What we did have in this case was a sharp increase in the patient’s stress level, as well as an increase in her alcohol intake. These factors are known to exacerbate SD, and may form part of the answer to the (reasonable) question: Why this patient, why now?
TREATMENT
In addition to providing patient education about the diagnosis, I treated both mother and son with topical 2.5% hydrocortisone and arranged for follow-up.
Since a cure is not possible, prevention is the real objective. With that in mind, they were advised to use OTC dandruff shampoos (containing zinc pyrithione, ketoconazole, or selenium sulfide) as body wash, rotating the choice of product on a weekly basis to avoid tachyphylaxis.
Other products that have been useful in treating SD include sodium sulfacetamide cleansers and lotions, imidazole creams and foams, and the calcineurin inhibitors, such as tacrolimus and pimecrolimus.
TAKE-HOME LEARNING POINTS
• Seborrheic dermatitis (SD) is an extremely common papulosquamous condition, affecting up to 20% of the population.
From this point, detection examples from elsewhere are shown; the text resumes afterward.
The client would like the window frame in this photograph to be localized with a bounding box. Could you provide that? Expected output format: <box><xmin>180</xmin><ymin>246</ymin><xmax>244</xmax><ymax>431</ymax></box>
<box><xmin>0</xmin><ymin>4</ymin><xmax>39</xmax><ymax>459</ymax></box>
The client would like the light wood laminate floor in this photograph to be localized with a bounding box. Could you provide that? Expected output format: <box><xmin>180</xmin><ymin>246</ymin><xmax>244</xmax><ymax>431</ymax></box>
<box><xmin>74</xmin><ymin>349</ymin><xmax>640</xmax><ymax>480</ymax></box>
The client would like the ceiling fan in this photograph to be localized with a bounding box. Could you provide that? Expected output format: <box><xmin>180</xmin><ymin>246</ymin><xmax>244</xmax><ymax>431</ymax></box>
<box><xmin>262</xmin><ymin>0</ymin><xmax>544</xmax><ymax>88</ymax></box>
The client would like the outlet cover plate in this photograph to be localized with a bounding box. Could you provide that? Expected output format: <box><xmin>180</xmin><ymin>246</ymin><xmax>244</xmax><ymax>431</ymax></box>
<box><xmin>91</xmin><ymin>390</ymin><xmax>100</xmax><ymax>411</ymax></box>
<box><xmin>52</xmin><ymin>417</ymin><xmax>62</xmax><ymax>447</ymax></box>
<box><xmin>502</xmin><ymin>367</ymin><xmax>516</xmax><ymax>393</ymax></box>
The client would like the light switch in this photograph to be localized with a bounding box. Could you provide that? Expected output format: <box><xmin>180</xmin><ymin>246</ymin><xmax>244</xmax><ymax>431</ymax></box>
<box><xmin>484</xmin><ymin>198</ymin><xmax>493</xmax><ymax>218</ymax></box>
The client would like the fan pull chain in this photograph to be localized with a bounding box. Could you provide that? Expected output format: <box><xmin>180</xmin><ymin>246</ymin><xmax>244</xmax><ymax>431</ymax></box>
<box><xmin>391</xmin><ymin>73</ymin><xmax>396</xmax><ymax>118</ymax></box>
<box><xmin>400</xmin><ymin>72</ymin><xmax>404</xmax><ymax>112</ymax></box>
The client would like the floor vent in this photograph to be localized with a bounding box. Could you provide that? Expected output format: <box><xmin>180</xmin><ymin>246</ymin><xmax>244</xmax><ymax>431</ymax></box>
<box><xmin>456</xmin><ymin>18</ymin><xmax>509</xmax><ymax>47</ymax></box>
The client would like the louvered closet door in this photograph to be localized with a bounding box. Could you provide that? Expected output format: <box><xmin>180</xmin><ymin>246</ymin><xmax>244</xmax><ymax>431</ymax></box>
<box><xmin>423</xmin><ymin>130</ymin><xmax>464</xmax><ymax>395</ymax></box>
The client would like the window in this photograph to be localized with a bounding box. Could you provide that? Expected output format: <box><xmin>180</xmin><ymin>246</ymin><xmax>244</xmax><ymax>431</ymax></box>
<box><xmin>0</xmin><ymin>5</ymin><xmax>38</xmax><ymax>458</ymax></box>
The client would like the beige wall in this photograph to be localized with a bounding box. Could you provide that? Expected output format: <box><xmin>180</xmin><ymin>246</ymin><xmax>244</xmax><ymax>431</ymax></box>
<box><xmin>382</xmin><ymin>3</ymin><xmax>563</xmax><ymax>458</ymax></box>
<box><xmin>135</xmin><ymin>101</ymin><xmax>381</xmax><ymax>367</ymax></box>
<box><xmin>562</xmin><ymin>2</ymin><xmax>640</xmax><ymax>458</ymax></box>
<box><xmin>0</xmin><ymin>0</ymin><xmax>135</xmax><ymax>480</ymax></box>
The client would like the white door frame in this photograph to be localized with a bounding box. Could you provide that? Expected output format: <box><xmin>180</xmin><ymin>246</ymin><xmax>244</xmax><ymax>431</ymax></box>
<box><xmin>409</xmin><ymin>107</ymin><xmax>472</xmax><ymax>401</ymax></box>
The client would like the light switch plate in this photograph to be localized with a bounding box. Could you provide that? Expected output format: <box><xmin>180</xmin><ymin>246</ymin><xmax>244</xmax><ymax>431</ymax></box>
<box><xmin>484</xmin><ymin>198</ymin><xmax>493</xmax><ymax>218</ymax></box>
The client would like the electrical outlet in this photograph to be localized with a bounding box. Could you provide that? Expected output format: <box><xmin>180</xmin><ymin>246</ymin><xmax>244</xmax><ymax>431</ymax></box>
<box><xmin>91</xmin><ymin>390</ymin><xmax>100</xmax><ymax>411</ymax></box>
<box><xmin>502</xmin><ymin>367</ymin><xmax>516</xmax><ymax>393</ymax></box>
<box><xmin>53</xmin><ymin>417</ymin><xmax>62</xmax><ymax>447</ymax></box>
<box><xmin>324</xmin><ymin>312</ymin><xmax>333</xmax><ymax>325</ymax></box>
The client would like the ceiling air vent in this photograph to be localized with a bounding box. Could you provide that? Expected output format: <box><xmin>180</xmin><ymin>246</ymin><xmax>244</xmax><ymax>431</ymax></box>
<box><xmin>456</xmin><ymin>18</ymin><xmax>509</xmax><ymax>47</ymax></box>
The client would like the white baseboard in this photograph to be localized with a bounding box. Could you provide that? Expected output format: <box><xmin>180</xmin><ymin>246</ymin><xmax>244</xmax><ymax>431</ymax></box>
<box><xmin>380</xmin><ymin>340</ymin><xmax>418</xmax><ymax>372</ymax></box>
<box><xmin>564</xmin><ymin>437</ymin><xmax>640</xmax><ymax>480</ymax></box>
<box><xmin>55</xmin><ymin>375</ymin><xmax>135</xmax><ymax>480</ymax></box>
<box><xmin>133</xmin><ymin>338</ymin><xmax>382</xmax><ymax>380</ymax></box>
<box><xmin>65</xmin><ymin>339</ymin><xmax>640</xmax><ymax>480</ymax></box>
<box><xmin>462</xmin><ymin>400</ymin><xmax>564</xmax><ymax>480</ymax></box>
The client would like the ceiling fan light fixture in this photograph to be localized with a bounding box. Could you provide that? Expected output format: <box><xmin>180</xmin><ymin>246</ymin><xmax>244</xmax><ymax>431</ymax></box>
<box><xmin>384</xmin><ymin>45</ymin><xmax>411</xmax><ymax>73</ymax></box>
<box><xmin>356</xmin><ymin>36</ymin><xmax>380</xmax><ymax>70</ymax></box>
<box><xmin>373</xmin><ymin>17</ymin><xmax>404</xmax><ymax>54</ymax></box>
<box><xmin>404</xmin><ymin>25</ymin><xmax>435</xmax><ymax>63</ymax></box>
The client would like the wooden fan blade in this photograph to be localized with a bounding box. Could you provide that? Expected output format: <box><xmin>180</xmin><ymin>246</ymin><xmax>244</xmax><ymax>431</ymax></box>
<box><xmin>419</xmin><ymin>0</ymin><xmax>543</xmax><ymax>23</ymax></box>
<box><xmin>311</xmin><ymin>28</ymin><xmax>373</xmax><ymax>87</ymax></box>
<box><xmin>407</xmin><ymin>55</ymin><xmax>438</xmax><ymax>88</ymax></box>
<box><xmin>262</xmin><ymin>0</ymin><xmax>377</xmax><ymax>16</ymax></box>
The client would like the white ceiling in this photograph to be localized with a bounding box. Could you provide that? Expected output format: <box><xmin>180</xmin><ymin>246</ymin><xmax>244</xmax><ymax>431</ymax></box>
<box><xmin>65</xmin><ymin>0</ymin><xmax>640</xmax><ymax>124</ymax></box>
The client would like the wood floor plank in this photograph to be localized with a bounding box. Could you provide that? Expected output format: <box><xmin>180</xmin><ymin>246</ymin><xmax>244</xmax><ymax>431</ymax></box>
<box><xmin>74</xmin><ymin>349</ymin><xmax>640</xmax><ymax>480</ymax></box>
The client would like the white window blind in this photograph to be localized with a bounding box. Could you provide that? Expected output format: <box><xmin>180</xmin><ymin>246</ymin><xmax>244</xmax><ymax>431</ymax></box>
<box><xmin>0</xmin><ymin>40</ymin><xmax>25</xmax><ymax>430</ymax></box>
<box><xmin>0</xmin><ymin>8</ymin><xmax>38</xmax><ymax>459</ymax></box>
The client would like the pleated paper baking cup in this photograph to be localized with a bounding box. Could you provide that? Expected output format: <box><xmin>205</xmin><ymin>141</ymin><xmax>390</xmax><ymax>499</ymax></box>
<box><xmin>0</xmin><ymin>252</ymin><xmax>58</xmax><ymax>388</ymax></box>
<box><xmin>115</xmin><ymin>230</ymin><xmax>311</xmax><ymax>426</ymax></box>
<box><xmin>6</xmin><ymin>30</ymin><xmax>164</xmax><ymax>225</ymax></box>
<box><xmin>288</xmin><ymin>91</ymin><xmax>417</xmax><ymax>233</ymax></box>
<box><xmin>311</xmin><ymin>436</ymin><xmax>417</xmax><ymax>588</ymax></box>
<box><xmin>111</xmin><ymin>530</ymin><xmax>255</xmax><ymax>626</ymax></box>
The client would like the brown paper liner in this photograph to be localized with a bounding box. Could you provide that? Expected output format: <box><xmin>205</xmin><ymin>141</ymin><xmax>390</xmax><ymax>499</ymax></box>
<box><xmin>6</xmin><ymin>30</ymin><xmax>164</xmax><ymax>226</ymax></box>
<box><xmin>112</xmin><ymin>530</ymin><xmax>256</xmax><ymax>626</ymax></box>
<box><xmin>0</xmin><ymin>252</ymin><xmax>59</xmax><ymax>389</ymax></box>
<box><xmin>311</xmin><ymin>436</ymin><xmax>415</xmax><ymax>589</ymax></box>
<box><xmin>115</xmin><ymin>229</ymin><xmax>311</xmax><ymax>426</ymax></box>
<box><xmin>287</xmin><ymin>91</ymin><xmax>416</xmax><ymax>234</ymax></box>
• It tends to run in families of Northern European ancestry.
• SD can manifest in numerous locations, including the scalp, in and behind the ears, or on the face, chest, genitals, axillae, and intergluteal areas.
• Stress is a common trigger for exacerbations of SD.
• Often displaying an annular configuration, SD is frequently mistaken for fungal infection (“ringworm”).
• A flare of SD can be an early sign of Parkinson’s disease or undiagnosed HIV.
• A significant part of the treatment of SD is patient education, not only about the diagnosis and treatment, but also regarding prognosis.